第57章 願わくば花の下にて恋死なむ
二人で14号館を出ると、腕時計を見た。
「ん?どうした?」
「ううん…」
胸が、張り裂けそうだった。
だけど…わかってたことだから…
「こっちからいこ?」
いつも家に帰る道とは反対に歩く。
「わぁ…こっちはまだ桜が綺麗だねえ…」
「ね。

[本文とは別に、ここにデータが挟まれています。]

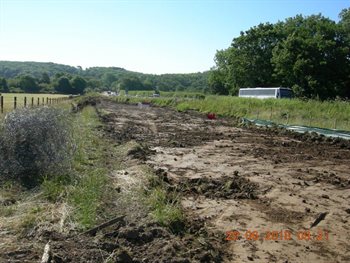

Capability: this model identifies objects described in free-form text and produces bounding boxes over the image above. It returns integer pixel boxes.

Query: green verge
[41,107,113,229]
[144,172,186,234]
[115,95,350,131]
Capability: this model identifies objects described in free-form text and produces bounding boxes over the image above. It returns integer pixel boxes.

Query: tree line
[208,8,350,100]
[0,61,209,94]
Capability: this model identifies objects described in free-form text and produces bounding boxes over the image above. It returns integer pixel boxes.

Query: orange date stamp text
[225,229,329,241]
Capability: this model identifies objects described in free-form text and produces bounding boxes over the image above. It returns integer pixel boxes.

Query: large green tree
[71,76,87,94]
[18,75,40,93]
[54,76,73,94]
[209,23,281,94]
[209,9,350,100]
[272,15,347,99]
[0,78,9,92]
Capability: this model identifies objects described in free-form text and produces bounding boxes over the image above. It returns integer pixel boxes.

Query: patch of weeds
[69,169,107,229]
[0,205,16,217]
[145,176,185,234]
[41,175,72,202]
[20,206,45,233]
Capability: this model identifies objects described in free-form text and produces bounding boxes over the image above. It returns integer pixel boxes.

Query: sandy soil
[100,102,350,262]
[0,101,350,263]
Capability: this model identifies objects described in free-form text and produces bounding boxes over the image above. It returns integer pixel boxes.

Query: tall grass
[0,92,68,115]
[116,95,350,131]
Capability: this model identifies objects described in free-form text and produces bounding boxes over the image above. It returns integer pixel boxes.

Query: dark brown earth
[96,103,350,262]
[0,101,350,262]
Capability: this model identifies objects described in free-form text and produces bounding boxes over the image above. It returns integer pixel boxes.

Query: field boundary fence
[0,94,70,114]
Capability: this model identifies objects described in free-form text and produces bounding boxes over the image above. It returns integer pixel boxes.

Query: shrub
[0,107,75,187]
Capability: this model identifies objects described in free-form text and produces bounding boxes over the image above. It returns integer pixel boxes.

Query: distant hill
[0,61,79,78]
[0,61,209,92]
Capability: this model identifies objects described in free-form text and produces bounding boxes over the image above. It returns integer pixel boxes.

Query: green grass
[1,93,68,112]
[41,107,112,229]
[128,90,205,99]
[116,95,350,131]
[145,172,185,233]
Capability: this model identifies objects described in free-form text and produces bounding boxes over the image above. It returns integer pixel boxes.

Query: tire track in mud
[99,102,350,262]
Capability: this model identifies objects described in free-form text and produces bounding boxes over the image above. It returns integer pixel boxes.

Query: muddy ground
[100,100,350,262]
[0,101,350,262]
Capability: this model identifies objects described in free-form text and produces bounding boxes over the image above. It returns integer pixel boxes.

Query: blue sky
[0,0,350,74]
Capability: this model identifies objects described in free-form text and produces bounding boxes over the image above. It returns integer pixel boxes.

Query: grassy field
[117,95,350,131]
[123,90,205,99]
[1,93,68,112]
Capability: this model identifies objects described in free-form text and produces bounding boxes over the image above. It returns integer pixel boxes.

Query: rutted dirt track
[98,102,350,262]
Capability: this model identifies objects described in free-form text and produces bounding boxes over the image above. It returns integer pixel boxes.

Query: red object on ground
[207,112,216,120]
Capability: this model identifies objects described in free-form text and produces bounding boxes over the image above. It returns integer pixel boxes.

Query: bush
[0,107,75,187]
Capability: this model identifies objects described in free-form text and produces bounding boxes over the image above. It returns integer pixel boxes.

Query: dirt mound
[33,223,223,263]
[156,169,259,199]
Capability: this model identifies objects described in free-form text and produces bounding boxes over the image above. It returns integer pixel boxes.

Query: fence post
[0,96,4,113]
[270,107,272,121]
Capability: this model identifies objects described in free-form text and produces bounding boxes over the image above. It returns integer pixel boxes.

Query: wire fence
[246,110,350,131]
[0,94,70,114]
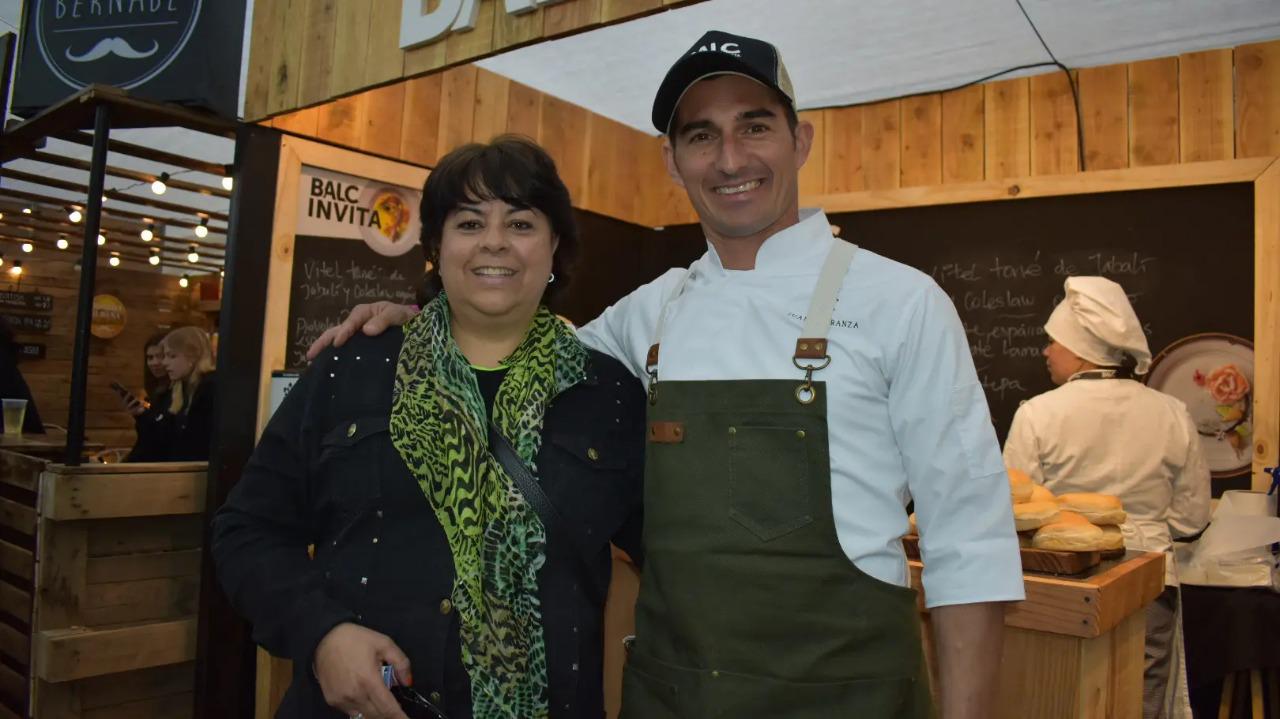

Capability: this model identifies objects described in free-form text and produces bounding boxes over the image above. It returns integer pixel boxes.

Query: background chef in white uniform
[1005,276,1210,719]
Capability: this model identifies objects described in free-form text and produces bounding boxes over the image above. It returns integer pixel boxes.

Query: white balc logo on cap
[690,42,742,58]
[401,0,559,50]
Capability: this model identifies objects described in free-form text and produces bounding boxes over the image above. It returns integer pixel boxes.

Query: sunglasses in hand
[392,684,449,719]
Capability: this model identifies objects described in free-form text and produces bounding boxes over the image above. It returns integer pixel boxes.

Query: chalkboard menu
[285,235,426,367]
[0,312,54,333]
[831,184,1253,441]
[0,292,54,312]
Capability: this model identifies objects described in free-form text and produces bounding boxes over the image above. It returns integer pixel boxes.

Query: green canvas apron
[622,241,932,719]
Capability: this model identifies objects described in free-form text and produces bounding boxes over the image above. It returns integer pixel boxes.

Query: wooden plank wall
[262,41,1280,226]
[269,65,696,226]
[0,254,211,448]
[244,0,699,120]
[800,41,1280,204]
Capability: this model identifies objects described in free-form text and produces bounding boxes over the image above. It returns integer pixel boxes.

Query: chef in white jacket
[1005,276,1210,719]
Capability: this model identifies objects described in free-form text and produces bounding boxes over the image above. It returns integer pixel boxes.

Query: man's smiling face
[664,74,813,253]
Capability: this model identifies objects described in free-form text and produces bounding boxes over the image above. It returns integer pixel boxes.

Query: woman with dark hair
[214,137,644,719]
[0,317,45,435]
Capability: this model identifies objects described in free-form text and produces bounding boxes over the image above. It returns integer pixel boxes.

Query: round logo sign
[360,184,422,257]
[35,0,204,90]
[90,294,128,339]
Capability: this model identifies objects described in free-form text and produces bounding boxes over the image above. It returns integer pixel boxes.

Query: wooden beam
[0,188,227,234]
[0,168,227,223]
[54,132,228,177]
[1238,160,1280,491]
[27,151,232,200]
[32,617,196,682]
[296,0,338,106]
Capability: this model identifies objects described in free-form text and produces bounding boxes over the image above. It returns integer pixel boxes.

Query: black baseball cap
[653,29,796,134]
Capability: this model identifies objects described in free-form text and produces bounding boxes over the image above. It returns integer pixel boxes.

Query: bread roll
[1032,512,1106,551]
[1014,502,1061,532]
[1027,485,1057,502]
[1057,491,1126,525]
[1098,526,1124,551]
[1007,467,1036,504]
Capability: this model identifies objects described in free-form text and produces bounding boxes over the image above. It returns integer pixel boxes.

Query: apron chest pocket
[728,426,813,541]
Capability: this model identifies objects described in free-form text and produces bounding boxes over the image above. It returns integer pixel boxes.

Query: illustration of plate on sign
[1147,333,1253,478]
[360,184,421,257]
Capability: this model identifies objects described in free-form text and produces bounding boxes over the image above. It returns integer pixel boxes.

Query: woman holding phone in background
[125,328,216,462]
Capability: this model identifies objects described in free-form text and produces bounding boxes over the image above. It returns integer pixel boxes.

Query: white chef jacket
[580,210,1024,606]
[1005,379,1210,585]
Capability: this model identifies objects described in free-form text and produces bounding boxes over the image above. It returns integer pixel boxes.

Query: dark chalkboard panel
[831,183,1253,441]
[285,235,426,367]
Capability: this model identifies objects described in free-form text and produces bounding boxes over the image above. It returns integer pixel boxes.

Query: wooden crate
[0,450,49,718]
[28,462,207,719]
[909,551,1165,719]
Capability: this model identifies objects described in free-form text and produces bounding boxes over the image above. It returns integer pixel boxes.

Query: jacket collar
[689,209,835,278]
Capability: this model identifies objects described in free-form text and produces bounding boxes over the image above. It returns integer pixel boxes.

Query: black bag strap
[489,421,608,606]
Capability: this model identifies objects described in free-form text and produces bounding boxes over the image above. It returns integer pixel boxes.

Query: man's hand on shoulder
[307,302,417,362]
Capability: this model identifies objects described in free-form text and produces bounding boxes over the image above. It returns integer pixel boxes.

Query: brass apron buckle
[791,354,831,404]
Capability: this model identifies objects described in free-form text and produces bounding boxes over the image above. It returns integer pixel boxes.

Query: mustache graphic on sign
[67,37,160,63]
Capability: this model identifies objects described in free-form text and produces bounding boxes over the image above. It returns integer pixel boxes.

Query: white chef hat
[1044,278,1151,375]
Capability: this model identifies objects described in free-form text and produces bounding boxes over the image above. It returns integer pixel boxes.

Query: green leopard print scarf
[390,293,586,719]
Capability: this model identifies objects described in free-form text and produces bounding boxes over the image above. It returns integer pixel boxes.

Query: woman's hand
[307,301,417,362]
[314,623,413,719]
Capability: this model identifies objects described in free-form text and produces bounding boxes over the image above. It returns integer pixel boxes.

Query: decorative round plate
[1147,333,1253,478]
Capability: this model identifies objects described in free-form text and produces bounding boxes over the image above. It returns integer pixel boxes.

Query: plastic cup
[0,399,27,436]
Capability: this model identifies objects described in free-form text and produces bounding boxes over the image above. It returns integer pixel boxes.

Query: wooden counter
[909,551,1165,719]
[0,427,105,461]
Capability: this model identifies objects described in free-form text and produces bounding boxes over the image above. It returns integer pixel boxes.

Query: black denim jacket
[212,329,644,719]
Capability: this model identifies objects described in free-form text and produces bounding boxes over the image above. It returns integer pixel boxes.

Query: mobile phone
[111,381,151,409]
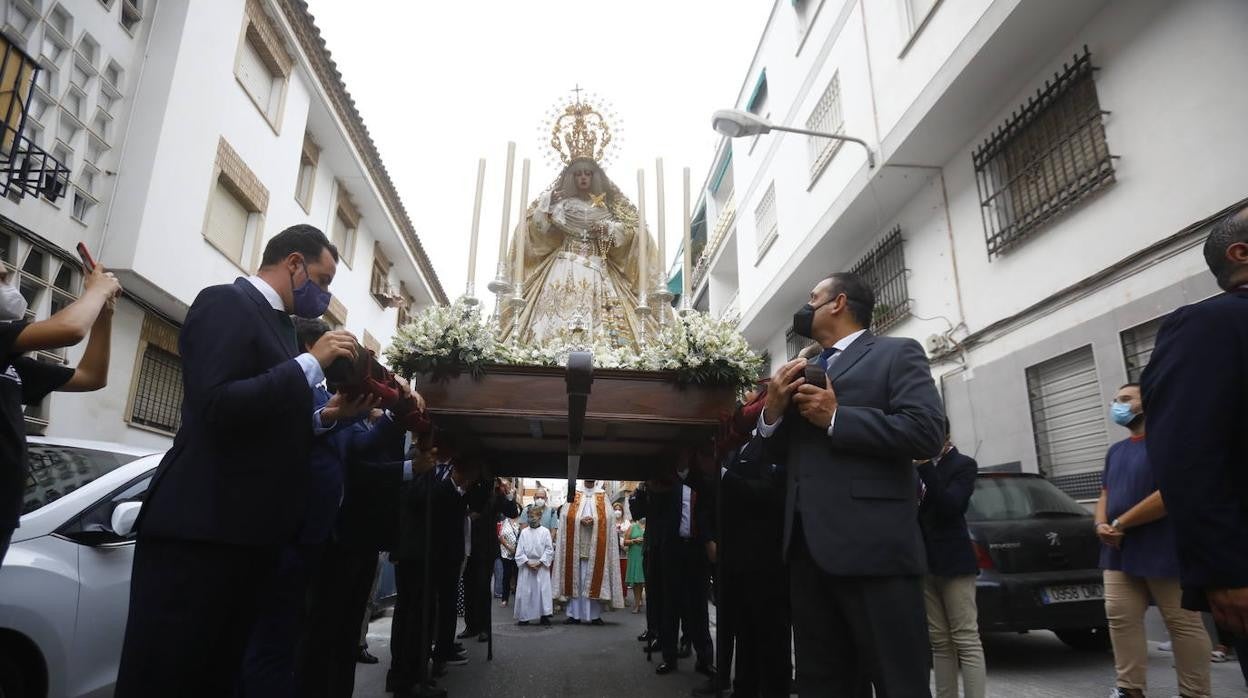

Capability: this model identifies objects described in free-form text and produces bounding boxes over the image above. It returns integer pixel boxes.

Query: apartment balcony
[689,192,736,291]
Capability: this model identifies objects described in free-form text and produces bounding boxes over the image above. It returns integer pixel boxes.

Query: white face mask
[0,283,26,321]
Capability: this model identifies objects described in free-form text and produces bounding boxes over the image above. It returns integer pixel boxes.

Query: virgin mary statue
[500,100,671,348]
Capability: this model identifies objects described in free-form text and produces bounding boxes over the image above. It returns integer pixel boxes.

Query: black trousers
[718,559,792,698]
[464,554,498,633]
[433,562,464,662]
[658,541,715,664]
[296,543,378,698]
[387,559,434,688]
[499,557,519,601]
[789,536,931,698]
[114,538,282,698]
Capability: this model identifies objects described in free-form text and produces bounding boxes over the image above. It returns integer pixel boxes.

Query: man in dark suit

満開だね…」
さあっと、俺達の間に春の優しい風が吹き抜けた。
桜の花びらが、ふんわりと暗い構内に舞い散った。
「わ…凄い綺麗だ…」
教授は桜が舞い散るのに見惚れてる。
俺はそれを、後ろから心ゆくまで眺めた。
「……潤……?」
あなたは、驚いて振り返った。
「え…?今…」
そのびっくり顔が可愛くて…思わず微笑んだ。
「も、もう…なんだよ…」
照れた顔を見ながら、後ろの桜を指差した。
「あの桜…綺麗だね」
「え…?」
振り返ったあなたの動きが止まった。
「なんで……」
止まっていた時が、動き出したようだった。
「久しぶり…」
「翔…」
二人は、あの桜の木の下で向かい合った。
「迎えに…来た…潤…」
「え…?」
「親が…去年死んだんだ。やっと…」
「嘘…」
「妻とも別れた。今は、東京に戻って就職してる」
あの人は、あなたの肩に手を置いた。